Bear in mind too that after the birth of your first child, your hormones may take a while to settle down, says Zita West. “This can mean where once your periods were like clockwork (and therefore it was easier to pinpoint ovulation) they are now erratic, or absent,” she adds. Both Professor Faris and Zita West maintain they are seeing women who, if they were in their late 20s or early 30s, wouldn’t need medical intervention.
“With all the time in the world, most couples will fall pregnant,” says Professor Faris. “But older women may need help simply because time is against them. For instance, at 44 or 45 there’s only a 1 percent chance of success even with treatment, whereas at 40 or 41 it’s more like 20-30 percent. So time is of the essence.”

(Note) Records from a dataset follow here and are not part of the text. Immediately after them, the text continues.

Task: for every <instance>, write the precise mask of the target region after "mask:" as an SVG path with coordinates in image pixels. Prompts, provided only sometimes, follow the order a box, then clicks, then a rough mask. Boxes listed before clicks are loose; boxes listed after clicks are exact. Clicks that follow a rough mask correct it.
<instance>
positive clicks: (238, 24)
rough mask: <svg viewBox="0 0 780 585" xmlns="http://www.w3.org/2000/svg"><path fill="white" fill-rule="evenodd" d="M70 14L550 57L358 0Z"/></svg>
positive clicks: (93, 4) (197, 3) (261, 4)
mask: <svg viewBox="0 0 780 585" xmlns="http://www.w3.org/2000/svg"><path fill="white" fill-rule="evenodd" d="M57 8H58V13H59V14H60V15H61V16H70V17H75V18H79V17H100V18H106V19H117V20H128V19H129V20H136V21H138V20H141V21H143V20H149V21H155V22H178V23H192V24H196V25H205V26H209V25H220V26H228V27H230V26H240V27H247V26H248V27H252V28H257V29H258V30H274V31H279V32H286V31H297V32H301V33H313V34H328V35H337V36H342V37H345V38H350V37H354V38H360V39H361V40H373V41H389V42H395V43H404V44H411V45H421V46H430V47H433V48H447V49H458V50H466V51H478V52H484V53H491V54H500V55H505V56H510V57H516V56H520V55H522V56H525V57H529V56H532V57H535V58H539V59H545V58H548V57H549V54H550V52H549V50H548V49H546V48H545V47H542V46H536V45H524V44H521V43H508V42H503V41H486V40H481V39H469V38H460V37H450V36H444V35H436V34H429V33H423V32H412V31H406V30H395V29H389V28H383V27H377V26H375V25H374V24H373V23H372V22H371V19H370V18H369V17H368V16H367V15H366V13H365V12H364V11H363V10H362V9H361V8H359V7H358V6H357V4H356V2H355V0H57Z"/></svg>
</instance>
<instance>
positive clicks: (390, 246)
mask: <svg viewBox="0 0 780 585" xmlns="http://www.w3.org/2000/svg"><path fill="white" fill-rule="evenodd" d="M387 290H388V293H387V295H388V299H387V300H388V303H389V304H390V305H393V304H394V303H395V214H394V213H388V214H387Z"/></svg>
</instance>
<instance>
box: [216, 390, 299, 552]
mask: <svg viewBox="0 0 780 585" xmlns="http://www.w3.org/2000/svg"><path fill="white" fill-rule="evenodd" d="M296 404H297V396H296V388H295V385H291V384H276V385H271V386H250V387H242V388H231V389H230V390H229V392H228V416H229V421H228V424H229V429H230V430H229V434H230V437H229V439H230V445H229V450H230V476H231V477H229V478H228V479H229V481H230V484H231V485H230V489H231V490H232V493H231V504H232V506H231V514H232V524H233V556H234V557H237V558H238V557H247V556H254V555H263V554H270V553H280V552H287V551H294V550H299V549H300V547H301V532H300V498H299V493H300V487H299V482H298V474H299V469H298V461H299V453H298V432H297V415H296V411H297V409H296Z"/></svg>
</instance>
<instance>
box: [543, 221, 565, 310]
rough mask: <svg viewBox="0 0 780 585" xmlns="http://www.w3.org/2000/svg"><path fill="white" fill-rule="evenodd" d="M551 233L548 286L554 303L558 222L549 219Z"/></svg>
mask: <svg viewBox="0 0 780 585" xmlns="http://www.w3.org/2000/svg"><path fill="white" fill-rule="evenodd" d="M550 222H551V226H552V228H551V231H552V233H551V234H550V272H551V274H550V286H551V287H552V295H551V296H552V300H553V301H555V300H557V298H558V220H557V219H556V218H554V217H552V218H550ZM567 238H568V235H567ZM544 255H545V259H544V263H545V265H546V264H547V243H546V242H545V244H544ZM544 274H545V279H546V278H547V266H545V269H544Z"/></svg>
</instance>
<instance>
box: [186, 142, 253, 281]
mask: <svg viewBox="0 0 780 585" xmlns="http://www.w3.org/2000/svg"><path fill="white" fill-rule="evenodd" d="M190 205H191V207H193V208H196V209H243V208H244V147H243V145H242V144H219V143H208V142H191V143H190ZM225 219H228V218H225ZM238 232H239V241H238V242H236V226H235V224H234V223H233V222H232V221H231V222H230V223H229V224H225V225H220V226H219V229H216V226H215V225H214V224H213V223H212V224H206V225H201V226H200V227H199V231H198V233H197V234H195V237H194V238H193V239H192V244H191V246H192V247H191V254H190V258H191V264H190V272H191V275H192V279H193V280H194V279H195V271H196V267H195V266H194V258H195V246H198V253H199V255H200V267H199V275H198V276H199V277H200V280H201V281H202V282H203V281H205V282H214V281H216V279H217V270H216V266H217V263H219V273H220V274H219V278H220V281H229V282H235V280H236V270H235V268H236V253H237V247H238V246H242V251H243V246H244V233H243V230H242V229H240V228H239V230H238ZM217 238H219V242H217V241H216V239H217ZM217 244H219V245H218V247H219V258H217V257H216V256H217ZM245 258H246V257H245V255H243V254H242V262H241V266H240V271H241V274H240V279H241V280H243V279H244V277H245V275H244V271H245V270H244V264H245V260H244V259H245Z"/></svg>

Tips for when you’re trying again
Cut back on caffeine and alcohol
Both reduce fertility in both men and women: one study showed that drinking as little as one cup of coffee a day can halve your chances of conceiving.
Get your balance of essential fatty acids right
Many of us consume too much omega 6 at the expense of omega 3, which causes an imbalance in the body. But omega 3 is what reduces inflammation, which means the body is in a more optimal state to conceive. Two portions of oily fish per week will help.
Take the right supplements
Initial studies on conception and pregnancy formulations containing folic acid, iron, vitamin B12 and vitamin D showed that the women who took them were more likely to get and stay pregnant than those who just took folic acid.